部屋が寒い

だいたい寝ています 起きている間のことを書く

無題

スーパーの冷凍食品売り場で冷えた空気を吸い込むのが好きだ。冬の冷たい風に顔をさらしながら自転車で帰る夜、鼻をすすると、絆創膏みたいな匂いがした。これが冬の匂いなのだろうか、そもそも今まで"冬の匂い"を意識したことがあったかどうかわからない。

最近買った目薬は、幼い頃しもやけの指にすり込んでいたユースキンに似た匂いがする。ある年の冬、ひどく腫れてしまった右手の小指は、春になっても、ついに次の冬が来たあとも、元どおりにならなかった。今はもうしもやけはできないが、まだその指にとどまっているしこりをつねると、特有の痛みがある。

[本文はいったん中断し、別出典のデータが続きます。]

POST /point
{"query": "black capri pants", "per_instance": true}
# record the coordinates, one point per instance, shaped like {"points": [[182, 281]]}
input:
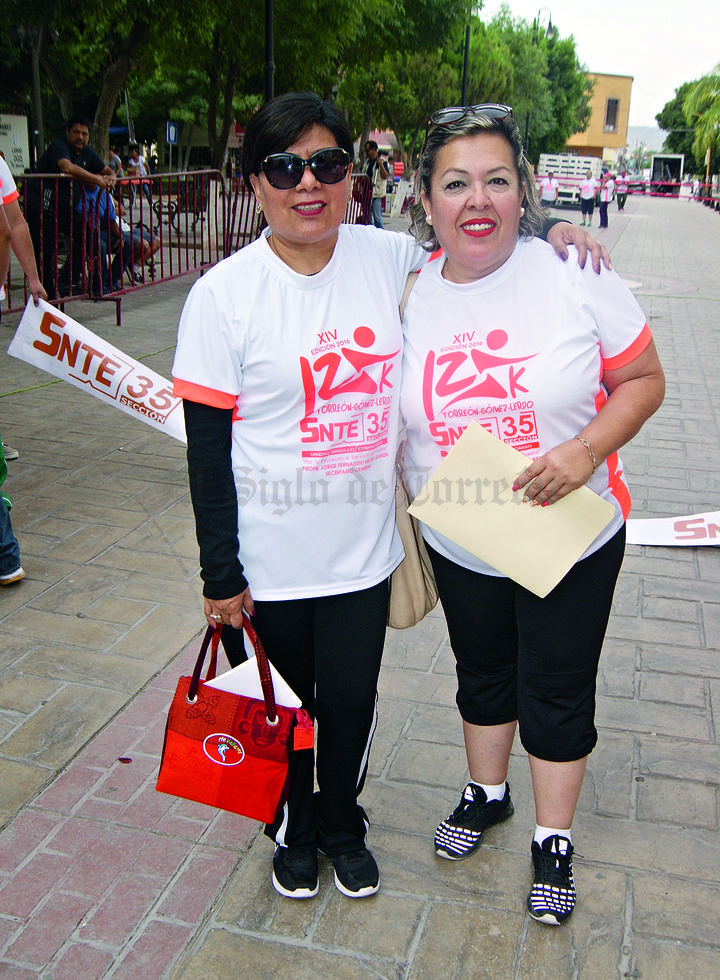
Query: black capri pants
{"points": [[329, 650], [531, 660]]}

冷え性は治っていないので、指先はすぐに冷たくなるが、それ自体は嫌いではない。指が短くて、爪の形も気に入らない、私の手のなかで唯一気に入っているところは温度かもしれない、というくらい。普通の温かさになっていると気持ち悪くて、机の脚や冷たい壁を触ってしまう。手袋や首もとがつまった服や、家で靴下を履くのも好きじゃないし、暖房も苦手で、ストーブとこたつと羽毛布団が好き。早く帰って寝たくなってきた。私の部屋は北向きで、すごく寒い。